Let $(X,\tau)$ be a topological space and $Y\subseteq X$. Then is $\overline{Y}$ closed.

For my proof I want to write $X\setminus\overline{Y}$ as union of open sets.

Proof:

It is $\overline{Y}=Y\cup\partial Y$. Consider $X\setminus(Y\cup\partial Y)=\overline{Y}^c$.

Let $x\in X\setminus(Y\cup\partial Y)$. Hence $x\notin Y$ and $x\notin\partial Y$. Therefor for every neighborhood $U_x$ of $x$ it is $U_x\cap Y=\emptyset$.

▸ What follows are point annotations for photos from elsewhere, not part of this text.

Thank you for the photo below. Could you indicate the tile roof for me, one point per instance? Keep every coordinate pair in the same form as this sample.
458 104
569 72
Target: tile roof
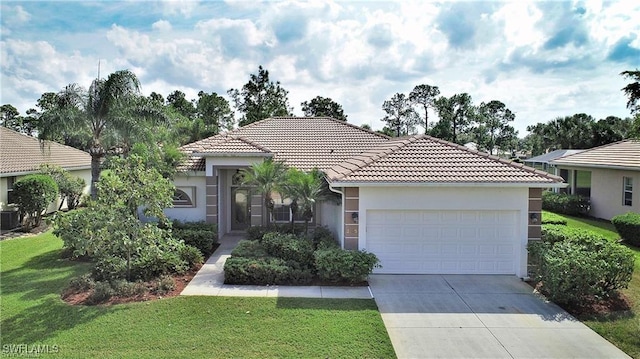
22 154
545 158
424 159
302 142
623 154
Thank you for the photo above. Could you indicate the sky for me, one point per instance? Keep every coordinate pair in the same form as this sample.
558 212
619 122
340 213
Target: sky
542 59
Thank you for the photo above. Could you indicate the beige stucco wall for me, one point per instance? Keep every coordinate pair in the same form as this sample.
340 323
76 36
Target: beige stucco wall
83 173
606 192
198 211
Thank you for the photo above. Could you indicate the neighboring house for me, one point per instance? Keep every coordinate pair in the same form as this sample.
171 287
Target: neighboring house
609 175
421 204
21 155
543 162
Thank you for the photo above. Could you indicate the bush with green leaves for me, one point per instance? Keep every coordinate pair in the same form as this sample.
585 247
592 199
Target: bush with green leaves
552 218
257 271
33 195
203 239
575 265
249 249
289 247
70 188
573 205
338 265
628 226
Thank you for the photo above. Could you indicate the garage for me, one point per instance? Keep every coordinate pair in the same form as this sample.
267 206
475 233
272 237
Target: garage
444 241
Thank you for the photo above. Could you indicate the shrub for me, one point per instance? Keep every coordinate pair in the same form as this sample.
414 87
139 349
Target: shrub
260 271
249 249
323 238
198 225
164 285
191 255
33 194
577 264
288 247
124 288
628 226
101 293
203 239
552 218
565 203
336 265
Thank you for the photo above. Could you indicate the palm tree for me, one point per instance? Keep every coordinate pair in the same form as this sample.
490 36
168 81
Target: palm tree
306 188
107 116
266 177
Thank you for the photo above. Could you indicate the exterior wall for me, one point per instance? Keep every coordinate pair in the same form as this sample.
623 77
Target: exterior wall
84 174
198 211
606 192
443 198
351 226
328 215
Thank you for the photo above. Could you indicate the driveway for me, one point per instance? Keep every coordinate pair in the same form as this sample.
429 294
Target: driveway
479 316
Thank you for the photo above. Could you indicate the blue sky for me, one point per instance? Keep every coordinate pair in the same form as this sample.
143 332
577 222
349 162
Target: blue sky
542 59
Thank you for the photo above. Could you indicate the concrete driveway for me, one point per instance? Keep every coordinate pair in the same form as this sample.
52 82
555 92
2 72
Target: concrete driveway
479 316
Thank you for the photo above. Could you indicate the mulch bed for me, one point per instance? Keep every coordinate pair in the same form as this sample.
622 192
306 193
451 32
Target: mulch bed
595 307
180 281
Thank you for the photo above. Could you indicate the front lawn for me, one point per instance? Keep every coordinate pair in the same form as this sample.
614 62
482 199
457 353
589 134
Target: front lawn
620 328
32 313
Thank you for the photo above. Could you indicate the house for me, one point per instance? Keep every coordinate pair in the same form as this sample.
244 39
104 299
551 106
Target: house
21 155
543 162
421 204
609 175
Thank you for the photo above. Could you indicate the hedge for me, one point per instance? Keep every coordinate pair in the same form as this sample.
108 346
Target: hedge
628 226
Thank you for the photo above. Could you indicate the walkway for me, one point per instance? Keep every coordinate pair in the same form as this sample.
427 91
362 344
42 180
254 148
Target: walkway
479 316
210 281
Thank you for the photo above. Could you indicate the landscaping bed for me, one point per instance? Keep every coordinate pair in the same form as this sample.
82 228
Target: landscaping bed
271 256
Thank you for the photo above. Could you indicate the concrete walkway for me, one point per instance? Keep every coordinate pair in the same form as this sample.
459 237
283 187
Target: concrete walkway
210 281
479 316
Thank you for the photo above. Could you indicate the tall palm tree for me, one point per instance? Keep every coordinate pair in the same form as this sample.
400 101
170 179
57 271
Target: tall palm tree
107 116
306 188
266 177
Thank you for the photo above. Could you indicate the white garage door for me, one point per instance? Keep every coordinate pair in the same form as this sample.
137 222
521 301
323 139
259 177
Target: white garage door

Hence $U_x\subseteq X\setminus Y$ and $\overline{Y}^c\subseteq\underbrace{\bigcup_{x\in\overline{Y}^c} U_x}_{\text{open}}\subseteq X\setminus Y$.

Now I want to show, that $\overline{Y}^c\supseteq\bigcup_{x\in\overline{Y}^c} U_x$. Let $x'\in\bigcup_{x\in\overline{Y}^c} U_x$.

I have to show, that $x'\notin Y$ and $x'\notin\partial Y$.

Since $x'\notin\bigcup_{x\in\overline{Y}^c} U_x\subseteq X\setminus Y$ is $x\notin Y$.

Suppose $x'\in\partial Y$. Then holds for every neighborhood $U_{x'}$ of $x'$, that $Y\cap U_{x'}\neq\emptyset$ and $U_{x'}\cap (X\setminus Y)\neq\emptyset$. Which contradicts, that $U_{x'}\subseteq X\setminus Y$.

We condlude, that $\overline{Y}^c=\bigcup_{x\in\overline{Y}^c} U_x$ open. Hence $\overline{Y}$ is closed.

Can you verify my proof? Thanks in advance.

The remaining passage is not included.